Pearce has already identified key areas for improvement.
She said it was important to keep building the team’s midfield so they can match the best teams in the competition.
“We’ll keep growing in that space,” Pearce said.

“Courtney Rowley’s ability to find the footy and be that distributor in there has been missed. That’s left a gap in our midfield. I thought at times Swanny has come in and played that role really well. There’s been opportunities throughout the year to inject Rentsch in that space.

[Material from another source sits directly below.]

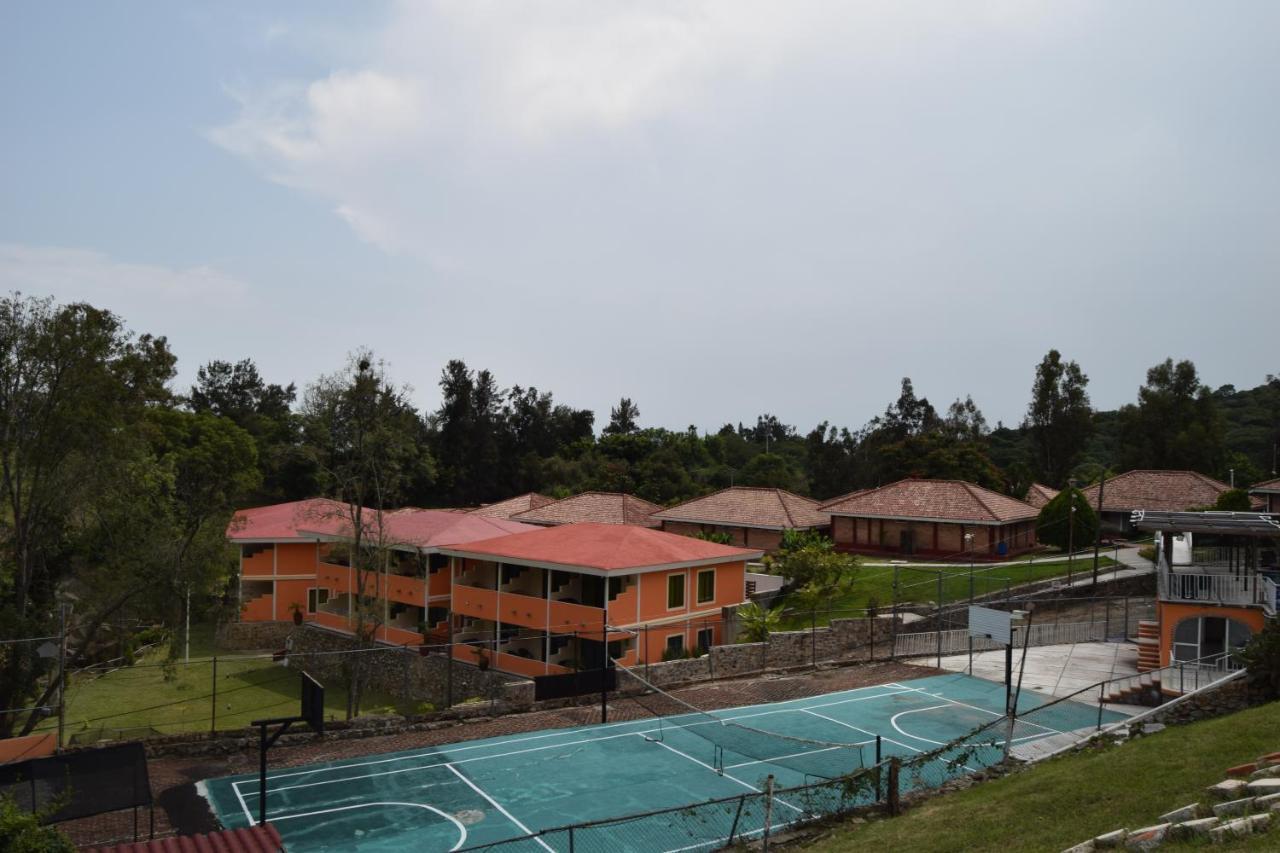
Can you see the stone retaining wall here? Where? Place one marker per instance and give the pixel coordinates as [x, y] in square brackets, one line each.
[405, 674]
[252, 637]
[846, 639]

We’ll just keep working on their craft and I’m sure they’ll improve.”
Pearce hopes the disappointment of the loss will soon turn into pride in the way they played throughout the season.
She doesn’t believe the emotional build up that saw them lose to Carlton last week and experience the devastation of thinking they’d missed the eight, then have the incredible high of qualifying for finals after Sydney’s loss to Essendon had any impact on the finals performance.